I waited, thinking about it, until he swallowed. “Audrey’s murder is way out of line in terms of seriousness with the sabotage incidents, isn’t it?” I asked. “There was the screwup with the advertising materials, then the sprinkler ruining a few dresses, then Kiley’s mats being cut.”
“I just can’t see someone leaping from those penny-ante acts to murder,” Marty agreed.
“Unless maybe Audrey caught whoever in the act? And he or she overreacted and stabbed her with Stella’s file?”
“I suppose that’s possible, but then why go back to tricks like booby-trapping the swimsuit—pun intended—and hacking up the dresses?
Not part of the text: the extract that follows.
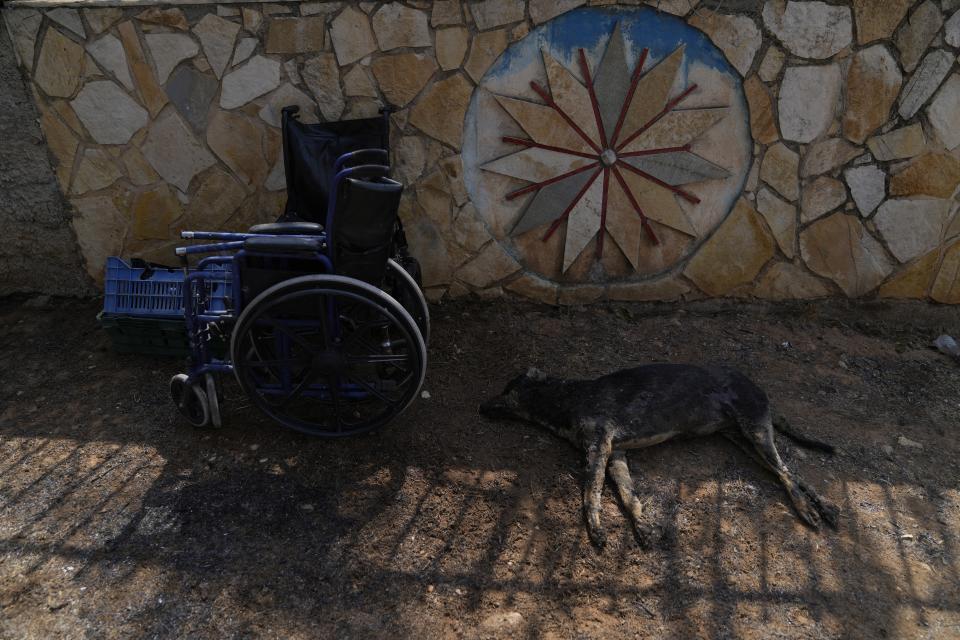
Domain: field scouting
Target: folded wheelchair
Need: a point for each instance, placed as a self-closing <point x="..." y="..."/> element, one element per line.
<point x="319" y="315"/>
Personally, if I’d murdered someone without meaning to, I’d be lying low. Like in Honduras, say.”
“It’d be even hotter and muggier there than it is here. If I become a fugitive, I’m heading north.”
“Noted.” He grinned and leaned over the table to wipe a crumb from the corner of my mouth.
His touch distracted me for a moment, but I got back on track. “So, maybe what we’re dealing with is a saboteur who has a grudge against beauty pageants and a murderer with a grudge against Audrey Faye.”